Home building surged in July, with both housing starts and building permits posting double-digit gains. While it’s unlikely the magnitude of these increases will be repeated, and may even slow in Thursday’s data for August, the pace of home construction has more than recouped their losses during the COVID shutdown and even stands well ahead of their year-ago levels.
Ahead of the Thursday release, the NAHB’s September housing market index will be released on Wednesday. After rising to 78 in August from 72 in July and 58 in June, the index is now ahead of its pre-COVID level. Based on the MBA data, it’s likely the NAHB’s reading will rise further in September.
Unemployment claims slipping as benefits run out
The jobless claims data could become more complicated very soon. Initial claims should remain near their new adjusted level of around 800,000, as new layoffs continue to support filings.
The level for the September 12 week could post a small decline, but that would have more to do with the Labor Day holiday than a slowdown in dismissals. New claims are not processed on holidays. If it is just a holiday effect, the level of initial claims will rebound in the following week.
While initial claims should remain elevated, the future is not as clear for continuing claims. The number of people receiving benefits has been on a downward trend even as initial claims have been elevated.
The simplest explanation is that displaced workers are returning to their former jobs. The more complicated reason is that workers are running out of benefits. The CARES act extended benefits by 13 weeks, even allowing those that had exhausted benefits to reapply and get an extra three months of payments.
The result is that many former filers have run out of time, or soon will be. And those that lost their jobs at the very start of the shutdowns and live in states that normally provide only three months of benefits are coming to the end of their extended six-month period.
Unless Congress and the White House agree to a further extension soon, which appears unlikely, continuing claims should continue to decline.

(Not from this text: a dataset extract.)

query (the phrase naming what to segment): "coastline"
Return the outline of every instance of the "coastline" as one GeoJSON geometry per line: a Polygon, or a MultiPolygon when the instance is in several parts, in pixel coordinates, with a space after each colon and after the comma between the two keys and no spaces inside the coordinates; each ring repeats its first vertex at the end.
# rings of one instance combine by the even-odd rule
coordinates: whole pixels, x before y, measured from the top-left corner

Sentiment to slip further on increased uncertainty
Even as unemployment benefits were substantially reduced at the end of July, COVID cases started to rise, and the election season rhetoric began to simmer, consumer sentiment managed a small increase in August.
Based on the September IBD index released earlier this week, however, the situation deteriorated in early September. Confidence about government economic policies and leadership were at their lowest points in well over two years, while financial stress remains high.

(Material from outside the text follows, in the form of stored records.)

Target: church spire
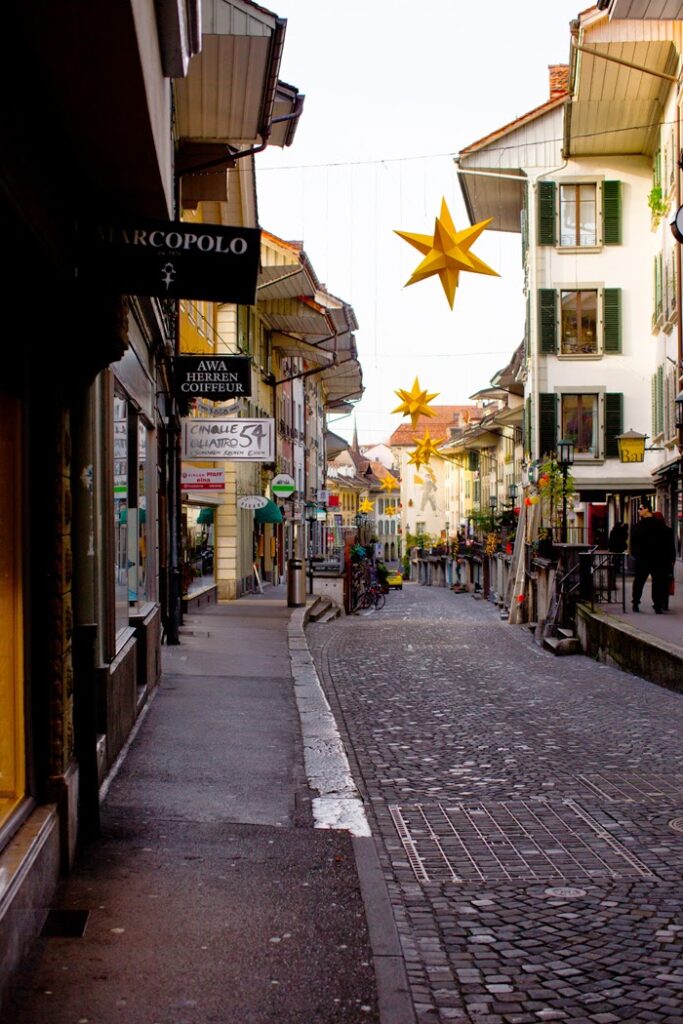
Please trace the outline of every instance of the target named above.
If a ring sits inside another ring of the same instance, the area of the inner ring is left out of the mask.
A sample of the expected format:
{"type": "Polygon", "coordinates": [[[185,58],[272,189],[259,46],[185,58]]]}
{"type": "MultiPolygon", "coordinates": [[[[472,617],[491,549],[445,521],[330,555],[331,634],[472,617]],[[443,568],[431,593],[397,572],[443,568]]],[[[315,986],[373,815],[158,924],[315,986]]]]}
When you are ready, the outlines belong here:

The preliminary Michigan index for September to be released on Friday is likely to show a similar outcome after rising in the previous month. Low mortgage rates and gasoline prices are usually positives for sentiment, but the noise coming from the other issues of the day is even louder.
Business inventories steady in July as sales surge
Following this Thursday’s release of the July wholesale data, the stage is set for the business inventory and sales data on Wednesday. The pattern should be a familiar one by now – it’s the same one seen in the past two months.

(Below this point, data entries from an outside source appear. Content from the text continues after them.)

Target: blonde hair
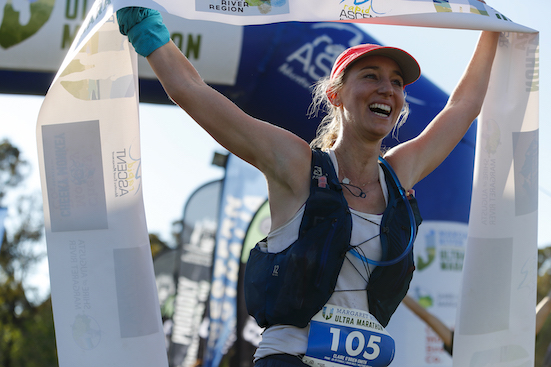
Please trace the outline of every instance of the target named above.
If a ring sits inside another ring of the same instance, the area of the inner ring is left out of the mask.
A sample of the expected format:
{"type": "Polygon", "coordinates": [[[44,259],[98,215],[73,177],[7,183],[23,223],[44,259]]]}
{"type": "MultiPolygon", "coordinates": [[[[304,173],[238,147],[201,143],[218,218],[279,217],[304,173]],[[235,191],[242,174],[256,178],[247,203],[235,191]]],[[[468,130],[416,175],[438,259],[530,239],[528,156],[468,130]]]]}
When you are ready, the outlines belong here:
{"type": "MultiPolygon", "coordinates": [[[[339,107],[329,100],[327,91],[330,90],[333,94],[339,94],[344,86],[345,79],[346,70],[333,80],[330,80],[329,77],[321,78],[312,88],[312,103],[308,109],[308,115],[310,117],[318,116],[320,110],[326,114],[317,128],[316,137],[310,142],[310,147],[313,149],[327,150],[337,141],[342,128],[341,115],[339,107]]],[[[408,115],[409,104],[404,98],[404,106],[400,116],[398,116],[398,121],[392,129],[393,138],[398,139],[398,129],[406,122],[408,115]]]]}

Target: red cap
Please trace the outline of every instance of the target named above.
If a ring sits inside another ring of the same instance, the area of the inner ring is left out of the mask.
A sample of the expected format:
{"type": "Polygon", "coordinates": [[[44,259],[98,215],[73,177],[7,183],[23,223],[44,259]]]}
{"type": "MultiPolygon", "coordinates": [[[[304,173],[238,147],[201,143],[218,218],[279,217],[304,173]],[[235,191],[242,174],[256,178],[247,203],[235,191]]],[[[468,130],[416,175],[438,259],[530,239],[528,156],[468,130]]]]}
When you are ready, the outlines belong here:
{"type": "Polygon", "coordinates": [[[417,61],[404,50],[395,47],[386,47],[373,44],[361,44],[350,47],[337,57],[331,70],[331,80],[339,76],[351,63],[362,56],[386,56],[398,64],[402,70],[404,86],[413,83],[421,76],[421,68],[417,61]]]}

July business inventories are on track to rise by only 0.1%, pending a revision to the 1.2% gain in the retail inventories number from the advance reading. Wholesale inventories fell by 0.3%, while factory inventories fell by 0.5%. This follows large declines in May and June.
Based on data already released, business sales are on track to rise by 3.3%. Retail sales were up 0.8% in July, but are subject to revision with the retail sales release. Wholesale sales and factory shipments both rose by 4.6% in July. The increase in overall sales would follow sharp gains in the previous two months.
US Inventories and Sales to Date
Source: US Commerce Department
Separately, from Extract Analytics, the stock market preview snapshot for the upcoming week shows the recent equity market rebound is morphing into a “bearish flag” consolidation across many major indices.